191. The Import of Disjunctive (Alternative) Propositions.—The two main questions that arise in regard to the import of alternative propositions are (1) whether the alternants of such propositions are necessarily to be regarded as mutually exclusive, (2) whether the propositions are to be interpreted as assertoric or modal.

(1) We ask then, in the first place, whether in an alternative proposition the alternants are to be interpreted as formally exclusive of one another; in other words, whether in the proposition All S is either A or B it is necessarily (or formally) implied that no S is both A and B,[297] and whether in the proposition X is true or Y is true it is necessarily (or formally) implied that X and Y are not both true.
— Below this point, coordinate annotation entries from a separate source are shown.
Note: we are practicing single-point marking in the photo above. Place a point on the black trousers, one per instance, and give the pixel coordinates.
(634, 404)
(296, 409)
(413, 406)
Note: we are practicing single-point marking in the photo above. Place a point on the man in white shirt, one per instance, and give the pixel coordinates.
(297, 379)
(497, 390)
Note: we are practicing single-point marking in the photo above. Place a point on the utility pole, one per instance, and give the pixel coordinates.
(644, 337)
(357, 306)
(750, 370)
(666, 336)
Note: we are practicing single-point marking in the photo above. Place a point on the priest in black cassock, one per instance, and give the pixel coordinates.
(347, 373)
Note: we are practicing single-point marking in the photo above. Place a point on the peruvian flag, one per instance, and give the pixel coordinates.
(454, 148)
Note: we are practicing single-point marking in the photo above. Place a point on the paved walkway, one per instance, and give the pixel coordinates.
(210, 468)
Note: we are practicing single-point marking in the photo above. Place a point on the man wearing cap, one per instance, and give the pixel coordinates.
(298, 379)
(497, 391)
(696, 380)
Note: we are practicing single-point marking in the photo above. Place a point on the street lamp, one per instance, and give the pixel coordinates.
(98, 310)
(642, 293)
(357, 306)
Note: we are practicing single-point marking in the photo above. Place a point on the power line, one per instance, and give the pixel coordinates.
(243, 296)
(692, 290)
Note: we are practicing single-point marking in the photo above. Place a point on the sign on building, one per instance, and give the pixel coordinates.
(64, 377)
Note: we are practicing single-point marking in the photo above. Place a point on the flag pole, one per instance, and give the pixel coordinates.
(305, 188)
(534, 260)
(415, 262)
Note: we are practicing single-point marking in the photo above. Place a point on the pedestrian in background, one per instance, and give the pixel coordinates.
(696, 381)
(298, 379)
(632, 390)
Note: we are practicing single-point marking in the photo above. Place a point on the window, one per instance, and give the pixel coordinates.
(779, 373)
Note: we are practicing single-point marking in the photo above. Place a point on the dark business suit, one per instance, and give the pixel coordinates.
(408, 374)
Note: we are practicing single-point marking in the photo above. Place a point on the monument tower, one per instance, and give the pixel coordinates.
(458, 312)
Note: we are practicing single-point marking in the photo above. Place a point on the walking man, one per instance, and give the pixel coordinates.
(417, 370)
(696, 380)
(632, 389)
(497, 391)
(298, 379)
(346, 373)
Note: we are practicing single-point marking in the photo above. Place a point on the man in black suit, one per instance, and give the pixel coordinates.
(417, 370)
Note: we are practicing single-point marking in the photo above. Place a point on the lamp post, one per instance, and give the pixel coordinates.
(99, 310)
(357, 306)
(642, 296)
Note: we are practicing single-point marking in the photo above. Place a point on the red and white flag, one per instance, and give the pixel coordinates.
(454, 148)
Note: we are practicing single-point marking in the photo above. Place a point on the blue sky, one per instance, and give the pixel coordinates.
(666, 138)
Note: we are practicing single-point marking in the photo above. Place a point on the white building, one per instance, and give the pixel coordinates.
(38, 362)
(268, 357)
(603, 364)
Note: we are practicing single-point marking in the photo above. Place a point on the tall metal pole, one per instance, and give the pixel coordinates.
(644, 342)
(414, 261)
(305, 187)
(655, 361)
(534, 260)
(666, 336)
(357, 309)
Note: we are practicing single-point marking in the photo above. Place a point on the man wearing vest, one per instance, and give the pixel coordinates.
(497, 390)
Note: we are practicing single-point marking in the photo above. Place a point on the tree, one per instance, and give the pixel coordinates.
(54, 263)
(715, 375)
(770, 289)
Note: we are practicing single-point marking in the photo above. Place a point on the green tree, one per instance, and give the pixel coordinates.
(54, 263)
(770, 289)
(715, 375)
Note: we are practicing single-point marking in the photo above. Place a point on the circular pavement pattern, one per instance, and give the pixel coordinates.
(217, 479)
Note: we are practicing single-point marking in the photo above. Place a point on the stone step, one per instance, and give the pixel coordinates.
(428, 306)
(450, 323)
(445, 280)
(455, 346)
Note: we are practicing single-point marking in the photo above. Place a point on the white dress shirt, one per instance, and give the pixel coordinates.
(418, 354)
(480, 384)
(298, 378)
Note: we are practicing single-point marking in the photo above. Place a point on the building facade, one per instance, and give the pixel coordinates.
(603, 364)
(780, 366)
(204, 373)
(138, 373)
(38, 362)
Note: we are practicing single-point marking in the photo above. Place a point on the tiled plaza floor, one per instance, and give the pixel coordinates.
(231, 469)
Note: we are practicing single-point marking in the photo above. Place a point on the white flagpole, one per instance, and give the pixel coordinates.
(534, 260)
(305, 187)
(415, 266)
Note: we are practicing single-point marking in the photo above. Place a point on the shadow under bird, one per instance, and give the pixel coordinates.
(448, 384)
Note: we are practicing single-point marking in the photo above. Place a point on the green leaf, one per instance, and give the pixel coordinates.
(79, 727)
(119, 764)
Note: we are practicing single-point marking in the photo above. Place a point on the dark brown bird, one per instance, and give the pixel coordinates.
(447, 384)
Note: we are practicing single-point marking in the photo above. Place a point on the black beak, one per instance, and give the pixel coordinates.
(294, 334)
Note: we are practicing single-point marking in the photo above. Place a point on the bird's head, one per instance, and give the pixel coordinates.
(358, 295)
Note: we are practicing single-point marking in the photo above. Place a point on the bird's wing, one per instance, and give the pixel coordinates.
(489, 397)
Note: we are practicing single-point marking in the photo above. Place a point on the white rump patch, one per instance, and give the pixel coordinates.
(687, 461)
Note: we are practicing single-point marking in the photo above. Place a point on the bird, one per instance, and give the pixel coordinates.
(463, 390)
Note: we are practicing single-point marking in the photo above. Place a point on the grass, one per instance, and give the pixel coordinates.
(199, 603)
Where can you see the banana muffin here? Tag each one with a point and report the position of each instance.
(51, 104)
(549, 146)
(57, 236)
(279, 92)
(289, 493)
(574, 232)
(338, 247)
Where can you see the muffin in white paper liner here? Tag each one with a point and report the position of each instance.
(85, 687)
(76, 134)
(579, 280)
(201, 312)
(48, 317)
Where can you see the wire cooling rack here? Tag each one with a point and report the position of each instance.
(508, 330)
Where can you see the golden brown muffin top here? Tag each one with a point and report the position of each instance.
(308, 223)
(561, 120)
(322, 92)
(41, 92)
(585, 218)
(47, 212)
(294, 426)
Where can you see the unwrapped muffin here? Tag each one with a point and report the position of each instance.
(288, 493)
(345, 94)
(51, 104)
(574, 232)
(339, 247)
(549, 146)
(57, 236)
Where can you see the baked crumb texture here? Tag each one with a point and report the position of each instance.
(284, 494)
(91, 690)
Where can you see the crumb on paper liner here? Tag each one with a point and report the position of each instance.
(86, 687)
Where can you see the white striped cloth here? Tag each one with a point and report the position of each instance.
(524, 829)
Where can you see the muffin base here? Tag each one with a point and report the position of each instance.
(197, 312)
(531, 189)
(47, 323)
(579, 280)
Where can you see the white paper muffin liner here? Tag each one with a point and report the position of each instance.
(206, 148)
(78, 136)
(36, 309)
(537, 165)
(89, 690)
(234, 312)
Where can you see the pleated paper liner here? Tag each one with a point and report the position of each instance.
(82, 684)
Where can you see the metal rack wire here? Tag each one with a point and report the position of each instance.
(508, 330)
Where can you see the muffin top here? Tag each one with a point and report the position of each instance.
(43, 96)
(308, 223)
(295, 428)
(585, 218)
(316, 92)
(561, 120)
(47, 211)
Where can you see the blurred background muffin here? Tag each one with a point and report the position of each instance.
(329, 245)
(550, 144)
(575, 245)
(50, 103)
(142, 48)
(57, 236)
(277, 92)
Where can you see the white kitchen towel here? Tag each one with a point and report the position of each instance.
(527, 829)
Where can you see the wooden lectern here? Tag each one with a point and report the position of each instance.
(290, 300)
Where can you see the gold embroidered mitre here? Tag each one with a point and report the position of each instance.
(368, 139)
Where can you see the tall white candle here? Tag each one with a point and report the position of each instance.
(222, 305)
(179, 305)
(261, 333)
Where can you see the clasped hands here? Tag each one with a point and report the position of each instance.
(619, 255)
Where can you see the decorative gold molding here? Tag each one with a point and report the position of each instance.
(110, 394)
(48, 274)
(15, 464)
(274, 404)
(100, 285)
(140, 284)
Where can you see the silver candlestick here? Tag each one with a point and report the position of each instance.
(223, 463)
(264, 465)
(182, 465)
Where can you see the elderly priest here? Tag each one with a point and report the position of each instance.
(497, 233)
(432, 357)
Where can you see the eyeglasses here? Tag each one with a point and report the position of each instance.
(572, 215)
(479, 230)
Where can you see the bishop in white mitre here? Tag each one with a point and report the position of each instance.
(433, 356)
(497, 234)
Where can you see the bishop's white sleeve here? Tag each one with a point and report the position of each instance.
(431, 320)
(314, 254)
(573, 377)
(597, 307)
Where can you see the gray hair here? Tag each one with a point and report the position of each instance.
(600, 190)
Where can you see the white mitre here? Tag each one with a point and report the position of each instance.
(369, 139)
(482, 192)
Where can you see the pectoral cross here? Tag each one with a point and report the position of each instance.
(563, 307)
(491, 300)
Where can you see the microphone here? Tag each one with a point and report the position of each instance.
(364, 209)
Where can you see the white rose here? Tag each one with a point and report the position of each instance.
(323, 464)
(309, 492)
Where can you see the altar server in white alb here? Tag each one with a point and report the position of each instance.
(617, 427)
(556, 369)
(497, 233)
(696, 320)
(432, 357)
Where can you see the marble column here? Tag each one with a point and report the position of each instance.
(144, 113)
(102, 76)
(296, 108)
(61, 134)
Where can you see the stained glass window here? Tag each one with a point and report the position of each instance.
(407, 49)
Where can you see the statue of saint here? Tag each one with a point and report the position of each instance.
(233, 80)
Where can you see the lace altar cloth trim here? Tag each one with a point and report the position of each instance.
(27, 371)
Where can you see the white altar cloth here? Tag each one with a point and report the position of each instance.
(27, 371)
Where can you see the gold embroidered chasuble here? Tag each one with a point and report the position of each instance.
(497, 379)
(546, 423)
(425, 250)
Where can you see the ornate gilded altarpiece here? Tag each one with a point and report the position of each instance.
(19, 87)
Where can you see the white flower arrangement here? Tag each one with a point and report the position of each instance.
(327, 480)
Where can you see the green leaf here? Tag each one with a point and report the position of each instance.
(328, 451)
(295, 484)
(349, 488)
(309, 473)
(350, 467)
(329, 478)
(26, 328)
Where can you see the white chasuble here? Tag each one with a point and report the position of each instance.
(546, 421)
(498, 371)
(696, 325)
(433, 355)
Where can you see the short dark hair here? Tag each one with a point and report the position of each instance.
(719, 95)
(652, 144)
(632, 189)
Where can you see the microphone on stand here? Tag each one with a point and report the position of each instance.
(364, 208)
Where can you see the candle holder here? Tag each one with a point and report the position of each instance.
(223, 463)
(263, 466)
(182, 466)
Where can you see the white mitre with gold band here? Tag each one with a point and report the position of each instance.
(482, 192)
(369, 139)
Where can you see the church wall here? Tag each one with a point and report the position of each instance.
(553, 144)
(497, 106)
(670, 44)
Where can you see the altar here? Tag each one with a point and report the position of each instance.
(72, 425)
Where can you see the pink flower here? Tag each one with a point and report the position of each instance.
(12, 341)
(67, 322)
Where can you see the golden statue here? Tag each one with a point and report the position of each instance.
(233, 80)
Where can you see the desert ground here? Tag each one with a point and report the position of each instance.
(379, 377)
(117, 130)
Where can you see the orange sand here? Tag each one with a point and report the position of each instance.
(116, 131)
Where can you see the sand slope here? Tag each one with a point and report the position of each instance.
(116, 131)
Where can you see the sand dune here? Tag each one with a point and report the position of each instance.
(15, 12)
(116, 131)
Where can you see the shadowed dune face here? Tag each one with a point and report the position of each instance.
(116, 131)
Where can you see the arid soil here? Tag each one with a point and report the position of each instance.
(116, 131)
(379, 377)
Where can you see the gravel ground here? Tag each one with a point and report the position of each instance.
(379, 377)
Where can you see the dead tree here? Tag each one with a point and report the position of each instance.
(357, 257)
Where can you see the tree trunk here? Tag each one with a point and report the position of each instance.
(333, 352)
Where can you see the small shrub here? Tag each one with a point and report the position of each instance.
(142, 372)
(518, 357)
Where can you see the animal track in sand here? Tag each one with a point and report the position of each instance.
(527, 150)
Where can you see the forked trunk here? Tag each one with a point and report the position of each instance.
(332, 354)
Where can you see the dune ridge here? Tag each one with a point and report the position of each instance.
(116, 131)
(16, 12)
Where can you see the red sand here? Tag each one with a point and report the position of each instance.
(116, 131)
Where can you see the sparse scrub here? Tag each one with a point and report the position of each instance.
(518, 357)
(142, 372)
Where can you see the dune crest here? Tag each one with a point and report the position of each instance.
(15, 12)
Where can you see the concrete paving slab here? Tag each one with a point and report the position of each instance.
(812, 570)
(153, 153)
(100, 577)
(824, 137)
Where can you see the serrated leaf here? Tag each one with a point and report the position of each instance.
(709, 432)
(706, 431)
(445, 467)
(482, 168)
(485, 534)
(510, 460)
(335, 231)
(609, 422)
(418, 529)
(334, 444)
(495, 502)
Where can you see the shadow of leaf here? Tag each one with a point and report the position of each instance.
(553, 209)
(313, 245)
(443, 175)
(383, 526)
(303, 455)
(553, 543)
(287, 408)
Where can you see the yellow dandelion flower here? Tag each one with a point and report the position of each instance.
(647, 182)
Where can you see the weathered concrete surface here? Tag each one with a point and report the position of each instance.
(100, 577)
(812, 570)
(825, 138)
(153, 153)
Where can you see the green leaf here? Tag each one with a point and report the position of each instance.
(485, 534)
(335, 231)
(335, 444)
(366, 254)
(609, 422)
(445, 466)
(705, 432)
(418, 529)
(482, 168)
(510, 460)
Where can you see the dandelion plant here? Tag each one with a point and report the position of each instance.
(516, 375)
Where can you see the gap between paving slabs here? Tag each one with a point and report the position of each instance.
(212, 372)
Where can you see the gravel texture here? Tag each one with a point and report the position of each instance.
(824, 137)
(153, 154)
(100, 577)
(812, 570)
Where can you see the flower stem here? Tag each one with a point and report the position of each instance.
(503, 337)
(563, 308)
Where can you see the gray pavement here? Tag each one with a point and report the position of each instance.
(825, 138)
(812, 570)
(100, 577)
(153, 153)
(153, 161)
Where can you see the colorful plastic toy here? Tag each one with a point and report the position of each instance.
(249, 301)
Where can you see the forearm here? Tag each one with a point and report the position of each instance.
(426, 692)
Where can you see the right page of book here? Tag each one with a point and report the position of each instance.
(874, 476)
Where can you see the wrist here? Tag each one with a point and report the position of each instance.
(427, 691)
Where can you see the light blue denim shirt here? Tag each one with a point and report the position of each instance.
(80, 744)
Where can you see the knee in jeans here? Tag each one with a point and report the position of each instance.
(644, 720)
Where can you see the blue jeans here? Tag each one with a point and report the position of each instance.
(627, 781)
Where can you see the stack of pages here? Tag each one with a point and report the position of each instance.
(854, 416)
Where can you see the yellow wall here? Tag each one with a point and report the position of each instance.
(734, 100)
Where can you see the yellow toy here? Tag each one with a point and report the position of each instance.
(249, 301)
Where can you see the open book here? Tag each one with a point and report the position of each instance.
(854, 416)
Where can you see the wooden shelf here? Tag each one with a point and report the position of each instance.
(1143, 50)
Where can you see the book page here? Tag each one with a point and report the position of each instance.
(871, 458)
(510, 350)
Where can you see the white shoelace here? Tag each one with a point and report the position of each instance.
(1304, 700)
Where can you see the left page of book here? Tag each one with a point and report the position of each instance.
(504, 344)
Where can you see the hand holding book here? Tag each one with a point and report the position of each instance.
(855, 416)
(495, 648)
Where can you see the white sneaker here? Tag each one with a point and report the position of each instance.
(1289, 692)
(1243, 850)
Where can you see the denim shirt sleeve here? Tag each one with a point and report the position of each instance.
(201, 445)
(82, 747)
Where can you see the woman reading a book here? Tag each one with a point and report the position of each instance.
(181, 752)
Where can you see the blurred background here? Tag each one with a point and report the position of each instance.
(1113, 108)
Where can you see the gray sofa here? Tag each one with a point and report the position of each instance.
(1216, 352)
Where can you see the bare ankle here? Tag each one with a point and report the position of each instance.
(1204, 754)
It is desirable to notice at the outset that the question is one of the interpretation of a propositional form, and one that does not arise except in connexion with the expression of judgments in language. Hence the solution will be, at any rate partly, a matter of convention.

[²⁹⁷] This is an alternative proposition of the first type, and the same question is raised by asking whether the term A or B includes AB under its denotation or excludes it; in other words, whether the denotation of A or B is represented by the shaded portion of the first or of the second of the following diagrams:

278 The following considerations may help to make this point clearer. Let X and Y represent two judgments. Then the following are two possible states of mind in which we may be with regard to X and Y:
(a) we may know that one or other of them is true, and that they are not both true;
(b) we may know that one or other of them is true, but may be ignorant as to whether they are or are not both true.

Now whichever interpretation (exclusive or non-exclusive) of the propositional form X or Y is adopted, there will be no difficulty in expressing alternatively either state of mind. On the exclusive interpretation, (a) will be expressed in the form X or Y, (b) in the form XY or XYʹ or XʹY (Xʹ representing the falsity of X, and Yʹ the falsity of Y). On the non-exclusive interpretation, (a) will be expressed in the form XʹY or XYʹ, (b) in the form X or Y. There can, therefore, be no intrinsic ground based on the nature of judgment itself why X or Y must be interpreted in one of the two ways to the exclusion of the other.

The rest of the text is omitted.